Participants were tested individually in an alcove that was curtained on the open side, with an approximately 10 ft by 10 ft play area. Participants wore an off-the-shelf, wired, original model HTC VIVE headset, with room tracking capability from base stations mounted at the corners of the alcove (see Supplemental Material). Participants took on the role of Dr. Alex Smith, a scientist studying multiple dimensions and building a teleportation device. In this 20-min game, participants learn there are multiple dimensions and need to set up a transmitter by finding objects from the multiple dimensions. The players were given puzzles to solve with the help of a mysterious voice: “Jordan.” As the game continued, Jordan gave progressively less direction, allowing players to feel competent in solving the problems.
After putting on the VR headset, participants found themselves in Dr.

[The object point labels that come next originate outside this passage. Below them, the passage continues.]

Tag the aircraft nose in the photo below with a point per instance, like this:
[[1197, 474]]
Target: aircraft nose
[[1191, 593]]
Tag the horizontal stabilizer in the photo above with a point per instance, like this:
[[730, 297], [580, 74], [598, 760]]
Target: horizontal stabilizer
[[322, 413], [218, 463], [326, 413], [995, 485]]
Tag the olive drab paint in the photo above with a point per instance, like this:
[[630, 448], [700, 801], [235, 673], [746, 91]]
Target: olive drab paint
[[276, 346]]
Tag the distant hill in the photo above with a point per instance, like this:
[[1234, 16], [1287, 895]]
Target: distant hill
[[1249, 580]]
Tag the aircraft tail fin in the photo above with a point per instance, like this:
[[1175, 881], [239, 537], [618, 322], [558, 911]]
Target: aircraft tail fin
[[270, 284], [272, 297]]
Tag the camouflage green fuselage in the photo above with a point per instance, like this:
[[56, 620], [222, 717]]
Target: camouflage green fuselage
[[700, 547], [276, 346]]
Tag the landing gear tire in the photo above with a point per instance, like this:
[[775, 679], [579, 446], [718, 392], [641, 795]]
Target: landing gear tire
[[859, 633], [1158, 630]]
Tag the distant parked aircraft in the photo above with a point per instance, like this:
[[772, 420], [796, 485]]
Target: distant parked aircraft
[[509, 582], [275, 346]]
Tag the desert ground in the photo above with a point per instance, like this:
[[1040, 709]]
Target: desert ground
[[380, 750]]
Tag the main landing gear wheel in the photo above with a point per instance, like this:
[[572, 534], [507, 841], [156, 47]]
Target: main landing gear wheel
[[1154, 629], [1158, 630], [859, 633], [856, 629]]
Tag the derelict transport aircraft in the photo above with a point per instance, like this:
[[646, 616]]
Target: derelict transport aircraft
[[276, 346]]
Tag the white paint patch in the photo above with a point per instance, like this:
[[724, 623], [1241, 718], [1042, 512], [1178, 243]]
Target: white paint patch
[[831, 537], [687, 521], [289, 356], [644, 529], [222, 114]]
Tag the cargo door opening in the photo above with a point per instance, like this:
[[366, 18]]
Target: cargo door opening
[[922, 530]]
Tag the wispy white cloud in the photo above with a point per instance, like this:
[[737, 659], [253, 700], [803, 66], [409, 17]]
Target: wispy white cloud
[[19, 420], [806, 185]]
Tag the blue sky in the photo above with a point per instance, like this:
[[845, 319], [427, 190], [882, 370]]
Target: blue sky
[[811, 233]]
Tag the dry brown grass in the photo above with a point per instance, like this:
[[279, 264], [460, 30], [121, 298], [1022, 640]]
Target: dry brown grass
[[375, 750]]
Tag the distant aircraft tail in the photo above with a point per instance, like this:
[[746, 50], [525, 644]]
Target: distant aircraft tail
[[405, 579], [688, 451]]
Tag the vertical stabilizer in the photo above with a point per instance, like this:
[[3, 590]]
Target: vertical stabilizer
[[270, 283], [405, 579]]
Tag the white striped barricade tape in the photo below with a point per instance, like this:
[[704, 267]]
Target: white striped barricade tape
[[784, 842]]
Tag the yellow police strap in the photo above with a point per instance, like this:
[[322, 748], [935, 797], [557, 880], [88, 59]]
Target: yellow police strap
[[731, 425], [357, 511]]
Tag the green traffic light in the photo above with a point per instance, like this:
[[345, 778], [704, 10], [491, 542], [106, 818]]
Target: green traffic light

Smith’s laboratory (see Figure 2) and followed instructions to pick up a beaker and place it on a device labeled “transmitter.” The beaker vanished as the transmitter activated, and an earpiece appeared in a device labeled “receiver.” Participants followed instructions coming from the earpiece to put it in their ear, at which point they were introduced to Jordan, a mysterious fan of Dr. Smith’s work.
Jordan referred to Dr. Smith’s expertise and work at several points (e.g., “Your theories on Entanglement were correct!”) and sent a pair of glasses to the participants through the receiver. The glasses made several translucent red objects appear, and Jordan explained that these objects were in another dimension, and that the participants needed to be able to see them to build a beacon. Participants followed Jordan’s instructions and solved several puzzles in which they obtained objects for the beacon. The final object they needed was a battery, found in a back room. Plugging the battery into the beacon completed the level, and a portal opened to another level where they solved more puzzles. A video of the game (in the early reveal woman avatar condition) can be viewed at https://youtu.be/kbeYzNASGLY.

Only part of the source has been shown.